Central to this new approach will be a continuous, real-time simulation of an entire manufacturing plant. The team will produce this simulation, and develop software that compares a plant’s actual operation to what they should expect based on the simulation.

“The idea is you have the physical manufacturing plant and the simulated model of the plant, so if there's a difference between the two, you can detect a fault or a cyber-intrusion," said Dawn Tilbury, a professor of mechanical engineering at the U-M College of Engineering and the project’s principal investigator. "The goal is to develop control systems for manufacturing systems that are secure and reconfigurable automatically."

This system could then be used to reprogram the way parts flow through the plant, to avoid a faulty piece of equipment. This is especially valuable to factories that are seeing a rise in automation, which necessitates finding better ways to keep tabs on plant operations.

"Automation may increase efficiency and raise quality, but it brings with it vulnerabilities," Tilbury added.

Factory robots are increasingly networked, and the companies that produce these machines can often log in remotely to make repairs. While this access is legitimate and necessary, it can also be an exploitable weakness in a factory system’s cybersecurity. And as manufacturing systems become more digitally connected and complex, they will become increasingly susceptible to this type of disruption.

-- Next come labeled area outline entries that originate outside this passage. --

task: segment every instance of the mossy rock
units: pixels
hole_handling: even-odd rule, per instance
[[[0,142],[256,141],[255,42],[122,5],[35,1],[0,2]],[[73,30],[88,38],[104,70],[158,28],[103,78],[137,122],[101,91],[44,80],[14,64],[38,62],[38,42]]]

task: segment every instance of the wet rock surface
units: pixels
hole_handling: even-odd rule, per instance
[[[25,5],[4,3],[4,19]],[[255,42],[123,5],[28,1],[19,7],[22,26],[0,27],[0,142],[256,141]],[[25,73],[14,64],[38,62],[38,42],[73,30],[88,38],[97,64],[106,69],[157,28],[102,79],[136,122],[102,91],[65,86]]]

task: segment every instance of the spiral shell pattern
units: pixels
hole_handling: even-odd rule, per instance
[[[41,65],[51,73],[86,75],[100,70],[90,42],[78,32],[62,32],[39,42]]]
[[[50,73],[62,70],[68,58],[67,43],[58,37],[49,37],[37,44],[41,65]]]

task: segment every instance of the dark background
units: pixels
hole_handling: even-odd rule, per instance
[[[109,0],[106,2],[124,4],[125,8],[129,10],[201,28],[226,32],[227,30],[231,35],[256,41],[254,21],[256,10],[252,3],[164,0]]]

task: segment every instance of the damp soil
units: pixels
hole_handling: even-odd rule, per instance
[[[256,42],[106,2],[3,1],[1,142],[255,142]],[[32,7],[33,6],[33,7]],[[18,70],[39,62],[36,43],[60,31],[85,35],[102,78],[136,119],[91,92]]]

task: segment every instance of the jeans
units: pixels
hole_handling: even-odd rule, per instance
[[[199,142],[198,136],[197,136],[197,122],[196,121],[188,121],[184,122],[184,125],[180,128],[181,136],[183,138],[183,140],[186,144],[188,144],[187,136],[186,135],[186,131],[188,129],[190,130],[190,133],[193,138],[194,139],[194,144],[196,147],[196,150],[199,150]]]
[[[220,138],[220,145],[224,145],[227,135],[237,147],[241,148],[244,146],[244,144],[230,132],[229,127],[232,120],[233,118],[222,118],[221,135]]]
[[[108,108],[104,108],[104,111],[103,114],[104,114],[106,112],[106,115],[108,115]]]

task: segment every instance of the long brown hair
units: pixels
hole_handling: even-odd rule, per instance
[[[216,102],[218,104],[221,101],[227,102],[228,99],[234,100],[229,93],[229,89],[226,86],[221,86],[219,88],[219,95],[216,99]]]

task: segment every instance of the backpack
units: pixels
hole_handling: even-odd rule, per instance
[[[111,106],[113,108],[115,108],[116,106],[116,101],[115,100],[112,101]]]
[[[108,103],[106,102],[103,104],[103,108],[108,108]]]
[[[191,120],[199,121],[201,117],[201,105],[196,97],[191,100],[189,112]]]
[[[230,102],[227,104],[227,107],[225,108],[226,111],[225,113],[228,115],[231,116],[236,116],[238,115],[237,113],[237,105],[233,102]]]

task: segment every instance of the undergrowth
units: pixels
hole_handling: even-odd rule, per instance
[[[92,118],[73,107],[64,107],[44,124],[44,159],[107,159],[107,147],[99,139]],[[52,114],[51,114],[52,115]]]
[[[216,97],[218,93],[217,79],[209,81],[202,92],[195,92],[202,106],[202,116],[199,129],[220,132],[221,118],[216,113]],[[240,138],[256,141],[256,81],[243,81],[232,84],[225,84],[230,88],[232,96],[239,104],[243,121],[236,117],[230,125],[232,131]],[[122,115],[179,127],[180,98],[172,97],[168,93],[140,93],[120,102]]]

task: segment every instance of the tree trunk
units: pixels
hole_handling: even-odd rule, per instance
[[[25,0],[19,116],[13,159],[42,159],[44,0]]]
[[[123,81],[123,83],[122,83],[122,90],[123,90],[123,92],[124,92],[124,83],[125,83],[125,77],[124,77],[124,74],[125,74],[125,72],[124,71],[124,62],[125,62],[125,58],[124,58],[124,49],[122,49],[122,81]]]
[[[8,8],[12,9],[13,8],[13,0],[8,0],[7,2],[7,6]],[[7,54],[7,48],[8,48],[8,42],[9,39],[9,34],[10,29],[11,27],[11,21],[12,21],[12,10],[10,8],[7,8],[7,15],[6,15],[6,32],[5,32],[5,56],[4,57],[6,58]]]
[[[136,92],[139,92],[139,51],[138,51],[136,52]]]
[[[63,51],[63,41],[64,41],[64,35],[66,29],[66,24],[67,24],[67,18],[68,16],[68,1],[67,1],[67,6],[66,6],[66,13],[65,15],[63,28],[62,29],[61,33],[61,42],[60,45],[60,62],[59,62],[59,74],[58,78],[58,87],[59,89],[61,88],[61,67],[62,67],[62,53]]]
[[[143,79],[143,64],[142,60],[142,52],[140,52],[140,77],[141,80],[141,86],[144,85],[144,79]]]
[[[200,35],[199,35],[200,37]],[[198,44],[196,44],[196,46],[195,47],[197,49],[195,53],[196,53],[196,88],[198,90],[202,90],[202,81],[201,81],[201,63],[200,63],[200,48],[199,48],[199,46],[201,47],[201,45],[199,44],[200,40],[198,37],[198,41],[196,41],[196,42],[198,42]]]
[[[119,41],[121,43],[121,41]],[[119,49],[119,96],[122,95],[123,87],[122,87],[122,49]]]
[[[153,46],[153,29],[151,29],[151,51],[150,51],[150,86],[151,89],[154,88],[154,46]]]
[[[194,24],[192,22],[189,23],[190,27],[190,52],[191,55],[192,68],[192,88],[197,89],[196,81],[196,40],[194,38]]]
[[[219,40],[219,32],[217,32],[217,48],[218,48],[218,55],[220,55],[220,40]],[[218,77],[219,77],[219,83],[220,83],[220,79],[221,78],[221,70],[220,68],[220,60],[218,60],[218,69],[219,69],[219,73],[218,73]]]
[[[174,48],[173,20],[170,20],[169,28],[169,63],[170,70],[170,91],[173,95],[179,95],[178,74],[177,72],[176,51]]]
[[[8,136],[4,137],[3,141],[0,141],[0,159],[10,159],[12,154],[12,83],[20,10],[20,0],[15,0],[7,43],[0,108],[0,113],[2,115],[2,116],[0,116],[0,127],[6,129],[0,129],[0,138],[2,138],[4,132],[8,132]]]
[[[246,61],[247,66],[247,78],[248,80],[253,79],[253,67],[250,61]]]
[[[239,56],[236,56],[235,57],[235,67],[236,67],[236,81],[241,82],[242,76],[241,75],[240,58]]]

"Our work aims to develop the science and enabling technologies to transform manufacturing systems from the current paradigm of low efficiency and high susceptibility to system disruptions to a new era of system-level anomaly detection, classification and action," said Kira Barton, U-M assistant professor of mechanical engineering. "This will lead to less downtime, faster responses to disruptions and a more efficient manufacturing system."

The initial research project will focus on discrete parts manufacturing, but the research team believes that their software-defined control method will translate well to other manufacturing, such as for semiconductors or batch processes.